ULTIMA (http://www.ncbi.nlm.nih.gov/pubmed/24226805) randomized patients with submassive pulmonary embolism to anticoagulation versus anticoagulation plus catheter-directed thrombolysis. The primary endpoint was the change in right ventricle to left ventricle ratio (marker of right heart strain) at 24 hours following initiation of therapy. Catheter-directed thrombolysis was effective in reducing the primary endpoint, but clinical outcomes including mortality and recurrent venous thromboembolism were similar at 90 days. Bleeding was non-significantly higher in the catheter-directed thrombolysis group.
SEATTLE II was a single arm prospective trial of ultrasound assisted lysis for submassive pulmonary embolism (Piazza G. A Prospective, single-arm, multicenter trial of ultrasound-facilitated, low-dose fibrinolysis for acute massive and submassive pulmonary embolism (SEATTLE II). Program and abstracts of the American College of Cardiology Scientific Session; March 29-31, 2014; Washington, DC. Late-breaking clinical trial).

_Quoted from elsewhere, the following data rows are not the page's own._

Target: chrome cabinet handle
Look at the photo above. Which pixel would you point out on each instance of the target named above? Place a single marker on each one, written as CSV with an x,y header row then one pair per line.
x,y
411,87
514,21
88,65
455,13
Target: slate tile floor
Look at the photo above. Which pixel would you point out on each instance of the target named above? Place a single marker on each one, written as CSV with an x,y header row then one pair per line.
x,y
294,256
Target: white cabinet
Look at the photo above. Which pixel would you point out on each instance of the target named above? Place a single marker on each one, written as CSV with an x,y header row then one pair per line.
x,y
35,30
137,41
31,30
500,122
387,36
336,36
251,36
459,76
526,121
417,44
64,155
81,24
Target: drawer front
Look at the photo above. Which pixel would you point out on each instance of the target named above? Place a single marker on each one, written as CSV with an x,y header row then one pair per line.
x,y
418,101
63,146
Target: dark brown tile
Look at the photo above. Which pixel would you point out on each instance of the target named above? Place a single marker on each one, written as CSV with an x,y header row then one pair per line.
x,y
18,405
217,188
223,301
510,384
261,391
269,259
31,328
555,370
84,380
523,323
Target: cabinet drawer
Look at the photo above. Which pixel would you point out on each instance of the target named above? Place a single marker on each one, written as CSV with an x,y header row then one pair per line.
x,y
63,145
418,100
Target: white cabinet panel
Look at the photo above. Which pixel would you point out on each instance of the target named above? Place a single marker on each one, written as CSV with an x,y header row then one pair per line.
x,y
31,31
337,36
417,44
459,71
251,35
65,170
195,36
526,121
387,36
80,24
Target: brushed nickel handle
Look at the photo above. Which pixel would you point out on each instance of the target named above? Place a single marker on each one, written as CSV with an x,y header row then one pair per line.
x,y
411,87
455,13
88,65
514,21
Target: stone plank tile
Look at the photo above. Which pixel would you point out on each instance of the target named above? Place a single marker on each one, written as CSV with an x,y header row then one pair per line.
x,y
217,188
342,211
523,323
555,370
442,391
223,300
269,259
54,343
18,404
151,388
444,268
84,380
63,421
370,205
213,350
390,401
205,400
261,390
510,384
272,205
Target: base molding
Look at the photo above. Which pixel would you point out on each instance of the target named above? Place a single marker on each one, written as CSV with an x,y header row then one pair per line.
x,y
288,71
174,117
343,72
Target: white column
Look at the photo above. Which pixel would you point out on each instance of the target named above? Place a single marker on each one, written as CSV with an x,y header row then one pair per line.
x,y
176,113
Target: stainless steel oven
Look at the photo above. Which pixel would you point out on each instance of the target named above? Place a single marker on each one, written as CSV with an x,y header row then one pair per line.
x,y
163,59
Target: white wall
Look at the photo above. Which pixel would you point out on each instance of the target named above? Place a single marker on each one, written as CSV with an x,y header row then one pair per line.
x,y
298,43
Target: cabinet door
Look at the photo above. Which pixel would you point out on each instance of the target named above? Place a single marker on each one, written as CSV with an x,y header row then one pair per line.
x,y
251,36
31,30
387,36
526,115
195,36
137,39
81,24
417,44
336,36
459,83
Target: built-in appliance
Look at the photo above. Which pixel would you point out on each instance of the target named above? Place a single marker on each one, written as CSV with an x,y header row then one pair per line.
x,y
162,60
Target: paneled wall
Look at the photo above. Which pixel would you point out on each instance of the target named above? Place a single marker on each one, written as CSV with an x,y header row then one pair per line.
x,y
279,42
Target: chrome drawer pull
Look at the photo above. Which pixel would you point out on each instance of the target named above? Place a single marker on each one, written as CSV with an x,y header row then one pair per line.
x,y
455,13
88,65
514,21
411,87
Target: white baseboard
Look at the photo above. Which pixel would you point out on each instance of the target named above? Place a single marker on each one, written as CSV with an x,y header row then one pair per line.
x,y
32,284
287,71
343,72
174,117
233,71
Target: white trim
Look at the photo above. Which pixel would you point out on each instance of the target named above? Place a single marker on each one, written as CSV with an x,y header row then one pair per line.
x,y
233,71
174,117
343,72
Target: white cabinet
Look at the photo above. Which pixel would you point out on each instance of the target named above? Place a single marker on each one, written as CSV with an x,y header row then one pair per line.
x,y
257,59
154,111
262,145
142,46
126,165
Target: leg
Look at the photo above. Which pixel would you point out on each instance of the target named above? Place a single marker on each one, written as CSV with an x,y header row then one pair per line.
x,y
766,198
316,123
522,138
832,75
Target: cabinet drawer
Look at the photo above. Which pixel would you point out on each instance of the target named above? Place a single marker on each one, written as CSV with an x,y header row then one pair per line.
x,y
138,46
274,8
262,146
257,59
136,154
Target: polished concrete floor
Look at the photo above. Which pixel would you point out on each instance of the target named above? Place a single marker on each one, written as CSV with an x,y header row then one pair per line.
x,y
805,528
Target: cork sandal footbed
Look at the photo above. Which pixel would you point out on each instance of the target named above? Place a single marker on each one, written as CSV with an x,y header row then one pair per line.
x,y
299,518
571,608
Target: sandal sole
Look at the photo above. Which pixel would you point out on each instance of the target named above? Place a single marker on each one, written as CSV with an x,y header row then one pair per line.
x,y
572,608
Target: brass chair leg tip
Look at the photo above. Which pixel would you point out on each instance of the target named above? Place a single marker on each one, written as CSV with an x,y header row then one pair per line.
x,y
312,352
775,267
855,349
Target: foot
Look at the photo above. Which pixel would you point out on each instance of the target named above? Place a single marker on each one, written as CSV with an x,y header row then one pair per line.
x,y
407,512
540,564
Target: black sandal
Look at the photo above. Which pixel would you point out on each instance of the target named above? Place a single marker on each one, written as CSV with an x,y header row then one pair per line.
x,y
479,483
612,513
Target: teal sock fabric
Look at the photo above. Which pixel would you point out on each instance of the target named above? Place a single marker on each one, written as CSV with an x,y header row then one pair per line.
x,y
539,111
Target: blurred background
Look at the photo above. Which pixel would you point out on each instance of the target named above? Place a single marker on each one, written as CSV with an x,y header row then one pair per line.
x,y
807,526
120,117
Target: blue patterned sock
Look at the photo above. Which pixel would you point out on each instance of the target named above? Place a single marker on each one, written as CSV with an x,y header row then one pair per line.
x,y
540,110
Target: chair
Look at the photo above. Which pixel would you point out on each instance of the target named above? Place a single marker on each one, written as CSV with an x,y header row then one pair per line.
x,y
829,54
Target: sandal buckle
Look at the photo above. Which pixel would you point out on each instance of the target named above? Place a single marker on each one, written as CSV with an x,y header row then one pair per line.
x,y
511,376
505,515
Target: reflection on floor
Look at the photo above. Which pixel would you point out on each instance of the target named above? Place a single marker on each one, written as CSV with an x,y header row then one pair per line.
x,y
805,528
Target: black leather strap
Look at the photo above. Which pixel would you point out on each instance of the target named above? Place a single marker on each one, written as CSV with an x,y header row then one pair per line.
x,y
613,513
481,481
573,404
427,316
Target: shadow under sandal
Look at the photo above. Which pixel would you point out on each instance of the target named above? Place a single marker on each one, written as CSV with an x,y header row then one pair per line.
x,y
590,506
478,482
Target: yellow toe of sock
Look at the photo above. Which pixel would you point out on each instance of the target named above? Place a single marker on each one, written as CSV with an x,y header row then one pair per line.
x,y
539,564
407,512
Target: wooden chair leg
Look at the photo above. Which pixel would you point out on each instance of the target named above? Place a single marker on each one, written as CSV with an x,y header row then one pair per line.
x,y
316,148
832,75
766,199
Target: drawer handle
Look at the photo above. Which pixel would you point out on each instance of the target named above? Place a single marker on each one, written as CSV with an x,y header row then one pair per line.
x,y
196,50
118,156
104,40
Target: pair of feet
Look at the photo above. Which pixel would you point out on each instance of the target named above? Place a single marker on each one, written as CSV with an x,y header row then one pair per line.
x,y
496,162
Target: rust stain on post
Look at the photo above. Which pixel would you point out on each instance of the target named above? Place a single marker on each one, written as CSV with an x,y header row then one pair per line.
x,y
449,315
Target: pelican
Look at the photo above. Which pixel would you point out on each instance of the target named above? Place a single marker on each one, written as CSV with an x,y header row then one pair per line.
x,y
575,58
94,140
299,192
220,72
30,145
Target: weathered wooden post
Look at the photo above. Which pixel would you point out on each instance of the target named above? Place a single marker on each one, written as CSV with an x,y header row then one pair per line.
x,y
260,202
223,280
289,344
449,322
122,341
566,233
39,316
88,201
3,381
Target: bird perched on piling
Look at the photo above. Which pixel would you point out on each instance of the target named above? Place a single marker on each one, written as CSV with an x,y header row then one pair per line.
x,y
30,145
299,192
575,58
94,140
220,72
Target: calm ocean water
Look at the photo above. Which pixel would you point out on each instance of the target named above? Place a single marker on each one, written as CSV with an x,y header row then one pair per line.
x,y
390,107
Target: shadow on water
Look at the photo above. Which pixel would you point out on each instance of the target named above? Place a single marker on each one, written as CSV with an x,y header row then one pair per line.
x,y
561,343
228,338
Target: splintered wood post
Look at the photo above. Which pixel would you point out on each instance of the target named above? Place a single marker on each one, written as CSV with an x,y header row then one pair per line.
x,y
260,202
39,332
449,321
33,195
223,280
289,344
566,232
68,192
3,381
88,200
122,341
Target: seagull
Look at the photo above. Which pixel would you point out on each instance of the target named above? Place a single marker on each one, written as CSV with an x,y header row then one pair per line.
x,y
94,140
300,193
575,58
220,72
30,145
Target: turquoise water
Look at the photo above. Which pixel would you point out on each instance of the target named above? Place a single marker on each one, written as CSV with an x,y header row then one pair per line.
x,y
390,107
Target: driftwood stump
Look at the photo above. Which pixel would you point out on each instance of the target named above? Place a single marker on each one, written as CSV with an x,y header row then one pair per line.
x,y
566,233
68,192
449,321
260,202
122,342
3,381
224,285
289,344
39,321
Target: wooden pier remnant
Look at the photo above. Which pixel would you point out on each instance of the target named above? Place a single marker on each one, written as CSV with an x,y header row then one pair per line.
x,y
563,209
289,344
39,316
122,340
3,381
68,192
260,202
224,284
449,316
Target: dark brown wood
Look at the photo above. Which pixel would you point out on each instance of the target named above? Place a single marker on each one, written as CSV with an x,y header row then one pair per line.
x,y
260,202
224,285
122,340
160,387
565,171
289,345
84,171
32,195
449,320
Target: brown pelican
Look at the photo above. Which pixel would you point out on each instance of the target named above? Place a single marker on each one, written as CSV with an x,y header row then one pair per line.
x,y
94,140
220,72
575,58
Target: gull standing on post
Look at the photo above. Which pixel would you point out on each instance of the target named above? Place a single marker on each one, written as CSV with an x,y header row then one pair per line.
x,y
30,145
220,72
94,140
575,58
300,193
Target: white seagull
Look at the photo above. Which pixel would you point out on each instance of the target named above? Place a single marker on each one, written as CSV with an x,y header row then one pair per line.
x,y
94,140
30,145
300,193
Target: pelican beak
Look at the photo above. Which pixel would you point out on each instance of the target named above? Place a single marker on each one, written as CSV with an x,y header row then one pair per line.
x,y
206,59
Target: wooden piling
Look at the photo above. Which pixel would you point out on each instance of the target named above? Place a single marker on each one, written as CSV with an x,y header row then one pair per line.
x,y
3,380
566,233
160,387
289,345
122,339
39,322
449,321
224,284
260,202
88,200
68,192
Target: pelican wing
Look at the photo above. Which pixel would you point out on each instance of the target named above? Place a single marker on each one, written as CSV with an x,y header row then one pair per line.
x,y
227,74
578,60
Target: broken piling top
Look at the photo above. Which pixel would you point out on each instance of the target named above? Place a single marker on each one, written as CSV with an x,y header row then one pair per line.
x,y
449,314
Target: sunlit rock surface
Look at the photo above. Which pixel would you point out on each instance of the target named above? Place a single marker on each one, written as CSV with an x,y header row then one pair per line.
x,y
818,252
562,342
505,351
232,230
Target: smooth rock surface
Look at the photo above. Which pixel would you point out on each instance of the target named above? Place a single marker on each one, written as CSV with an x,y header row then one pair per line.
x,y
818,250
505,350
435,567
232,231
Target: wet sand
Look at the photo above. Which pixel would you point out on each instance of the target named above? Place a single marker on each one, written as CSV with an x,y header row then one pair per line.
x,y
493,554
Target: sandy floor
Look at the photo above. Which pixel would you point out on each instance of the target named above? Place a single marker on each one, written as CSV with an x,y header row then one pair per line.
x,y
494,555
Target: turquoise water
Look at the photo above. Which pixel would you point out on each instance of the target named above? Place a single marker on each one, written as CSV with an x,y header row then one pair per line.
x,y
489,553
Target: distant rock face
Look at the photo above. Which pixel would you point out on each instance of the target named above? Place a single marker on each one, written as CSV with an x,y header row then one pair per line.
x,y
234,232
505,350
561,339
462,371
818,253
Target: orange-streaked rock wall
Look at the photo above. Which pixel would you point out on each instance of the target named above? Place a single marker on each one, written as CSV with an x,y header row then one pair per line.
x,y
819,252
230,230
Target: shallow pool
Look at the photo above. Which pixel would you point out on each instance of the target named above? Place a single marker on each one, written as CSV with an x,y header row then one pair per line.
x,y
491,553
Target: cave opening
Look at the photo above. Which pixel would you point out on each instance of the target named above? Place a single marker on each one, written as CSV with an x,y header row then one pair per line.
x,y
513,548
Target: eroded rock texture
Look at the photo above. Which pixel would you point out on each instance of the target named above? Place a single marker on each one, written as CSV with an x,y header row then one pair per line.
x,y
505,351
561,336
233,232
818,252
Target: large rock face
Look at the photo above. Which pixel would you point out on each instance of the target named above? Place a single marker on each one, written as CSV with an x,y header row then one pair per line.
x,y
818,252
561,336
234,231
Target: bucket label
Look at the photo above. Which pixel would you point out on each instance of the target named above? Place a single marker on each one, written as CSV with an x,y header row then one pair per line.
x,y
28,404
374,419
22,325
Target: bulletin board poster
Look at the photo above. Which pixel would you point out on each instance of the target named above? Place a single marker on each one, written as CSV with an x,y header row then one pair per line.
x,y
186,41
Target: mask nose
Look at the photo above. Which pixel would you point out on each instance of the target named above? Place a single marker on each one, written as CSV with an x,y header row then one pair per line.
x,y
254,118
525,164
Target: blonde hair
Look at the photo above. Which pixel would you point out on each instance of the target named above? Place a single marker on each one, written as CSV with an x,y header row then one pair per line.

The preliminary presented results of this study showed a similar safety profile as the ULTIMA study had, and again similar efficacy as far as surrogates to patient status including right ventricular size and pulmonary arterial pressure improvement.
Several recent meta-analyses including one published in JAMA by a group led by Dr. Jay Giri (http://www.ncbi.nlm.nih.gov/pubmed/24938564) included many of the aforementioned studies and came to the conclusion that thrombolysis resulted in improved patient outcome after submassive PE, however at the price of increased risk of major bleeding. Two main limitations of these analyses were that they mixed systemic and catheter directed data and that net-clinical benefit was highly dependent on the weight placed on intracranial hemorrhage.
Of the choices listed, answer #4 is correct. PEITHO demonstrated a reduced risk or death or hemodymamic collapse at 7 days with use of systemic thrombolysis for intermediate-risk PE. MOPETT demonstrated improved quality-of-life measures for patients treated with “safe dose” thrombolytics.ULTIMA demonstrated that catheter-directed thrombolysis improves right ventricular function, as assessed by a surrogate marker of right heart strain (RV/LV ratio). The literature to date has yet to demonstrate reductions in hard cardiovascular enpoints including mortality or recurrent venous thromboembolism, though such data may be forthcoming through additional trials or longer term follow up of those already published. Pending the arrival of such data, the decision to use catheter-directed thrombolysis should be individualized, with an open acknowledgment of the current evidence gaps.